Загадка, терзавшая полковника все это время, была разгадана тем, кто сам ее загадал.
– Я не врач. Надо обратиться к врачу.
–
Не дает.– Бауэр!
Врач вышел в прихожую, достал из чемоданчика флакон с таблетками, потом вернулся в комнату и передал лекарство полковнику. Тот долго рассматривал этикетку. Наконец поднял глаза:
– На. И никогда не лги... Немцы - самые гуманные люди планеты. Немецкие врачи - самые гуманные из немцев. Понял?
Конец фразы покрыл гомерический хохот. Офицеры корчились от смеха, и их лица виделись Гаджи клоунскими масками, которые выставляются в музеях при цирках. Только эти были куда страшнее и отвратительнее. Маски кривились, корчились и, наконец, застыли.
10
В бараке все так же плясали на стенах тени людей, и напряженная тишина висела в воздухе.
Гаджи подошел к столу, молча поставил флакон. Никто не пошевелился.
– Это хина.
– Гаджи побрел к своим нарам.
Он лег. Закрыл глаза. Сказывалось страшное напряжение всех этих часов. Гаджи засыпал.
Люди, стоя вокруг стола, неотрывно смотрели на флакон с лекарством.
– Хину с водой принимают, - сказал Седой. Один из пленных, подтверждая это, кивнул. Но Ненароков пожал плечами.
– Вражью подачку?
– Кто сказал, что он враг?
– спросил Седой.
– Факты.
– Как смотреть на них, - отрезал Седой.
– То, что выжил, еще не предательство. Пока все мы живы.
– А хлеб?
– опять спросил Ненароков.
– Ты думаешь, ссыплю грунт не туда - борюсь. Правильно. Но бороться можно по-всякому... Вот хина...
– Лекарство нужно обязательно, - это сказал тот, кто стоял рядом с больным.
Все словно по команде поглядели в тот угол, где лежал Гаджи. Лицо его было усталым и повзрослевшим. И вдруг Гаджи улыбнулся уголками рта - наверное, сквозь сон до него дошла реплика Седого:
– И принять хину надо сейчас же.
11
В землянке Гордеев с Ненароковым заканчивали свой рассказ.
– А утром как за щебенкой поехали, так нас партизаны и отбили, - проокал Гордеев.
– Вот и кончилось, - вздохнул Ненароков.
12
Конец сентября, когда Вец вышел из больницы, выдался теплым, словно осень еще и не наступала.

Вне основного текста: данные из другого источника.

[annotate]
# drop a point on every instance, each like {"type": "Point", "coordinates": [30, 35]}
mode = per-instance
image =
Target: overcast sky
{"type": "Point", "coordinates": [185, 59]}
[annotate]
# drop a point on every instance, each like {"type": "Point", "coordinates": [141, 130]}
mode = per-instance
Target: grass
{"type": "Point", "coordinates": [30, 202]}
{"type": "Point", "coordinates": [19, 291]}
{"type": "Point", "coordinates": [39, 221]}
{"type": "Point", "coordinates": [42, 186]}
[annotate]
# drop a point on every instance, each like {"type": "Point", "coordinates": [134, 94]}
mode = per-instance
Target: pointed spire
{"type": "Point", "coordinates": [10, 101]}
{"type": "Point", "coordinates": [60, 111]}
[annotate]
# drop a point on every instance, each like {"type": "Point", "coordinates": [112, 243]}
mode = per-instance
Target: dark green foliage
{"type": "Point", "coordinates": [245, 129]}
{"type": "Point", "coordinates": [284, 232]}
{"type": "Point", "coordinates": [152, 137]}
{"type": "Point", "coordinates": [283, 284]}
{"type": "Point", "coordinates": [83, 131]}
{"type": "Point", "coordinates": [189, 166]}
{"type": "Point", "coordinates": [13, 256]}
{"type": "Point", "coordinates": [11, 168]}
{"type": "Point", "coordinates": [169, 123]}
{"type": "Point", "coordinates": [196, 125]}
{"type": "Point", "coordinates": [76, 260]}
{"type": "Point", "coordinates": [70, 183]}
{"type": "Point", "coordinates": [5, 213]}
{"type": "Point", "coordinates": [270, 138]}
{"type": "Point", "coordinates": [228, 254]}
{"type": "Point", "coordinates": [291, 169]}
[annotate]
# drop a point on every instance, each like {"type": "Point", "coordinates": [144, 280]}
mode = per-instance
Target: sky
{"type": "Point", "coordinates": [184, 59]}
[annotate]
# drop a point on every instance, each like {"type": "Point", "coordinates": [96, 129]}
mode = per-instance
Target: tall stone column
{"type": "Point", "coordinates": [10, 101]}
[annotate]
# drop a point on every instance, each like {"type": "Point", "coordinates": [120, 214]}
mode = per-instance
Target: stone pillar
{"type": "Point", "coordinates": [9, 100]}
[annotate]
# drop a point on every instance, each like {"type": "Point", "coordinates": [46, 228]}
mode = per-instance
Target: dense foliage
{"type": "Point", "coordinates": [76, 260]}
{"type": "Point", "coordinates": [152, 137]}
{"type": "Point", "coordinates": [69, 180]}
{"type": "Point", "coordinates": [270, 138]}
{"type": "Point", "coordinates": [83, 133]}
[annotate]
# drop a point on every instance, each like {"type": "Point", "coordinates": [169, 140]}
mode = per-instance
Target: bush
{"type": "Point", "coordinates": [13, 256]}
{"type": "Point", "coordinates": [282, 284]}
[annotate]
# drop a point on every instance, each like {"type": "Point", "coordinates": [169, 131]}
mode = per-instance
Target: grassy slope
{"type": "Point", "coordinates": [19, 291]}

В те дни он часами бродил по городу, и маршруты его были вне всякой системы - нелепыми, запутанными, повторяющимися. А может, и была в них какая-то система, понятная только ему одному. Наверное, была. Потому что, получив в киоске "Баксправки" розовые квиточки, Вец все чаще и чаще кружил вокруг одних и тех же мест.
То у консерватории.
То возле большого серого дома на Коммунистической, где много лет жила семья Гаджи.
У этого самого дома Вец и остановил какую-то женщину, что-то выспросил у нее, а потом стал мерять шагами тротуар - сто вперед, столько же назад.
Наконец Вец встрепенулся. Но вовсе не тогда, когда прошел патруль, а когда на улице появился высокий старик с суковатой палкой. Потом они долго ходили перед домом, по-видимому говоря о чем-то для них важном и очень сокровенном, ибо старик по-отцовски обнял Веца за плечи.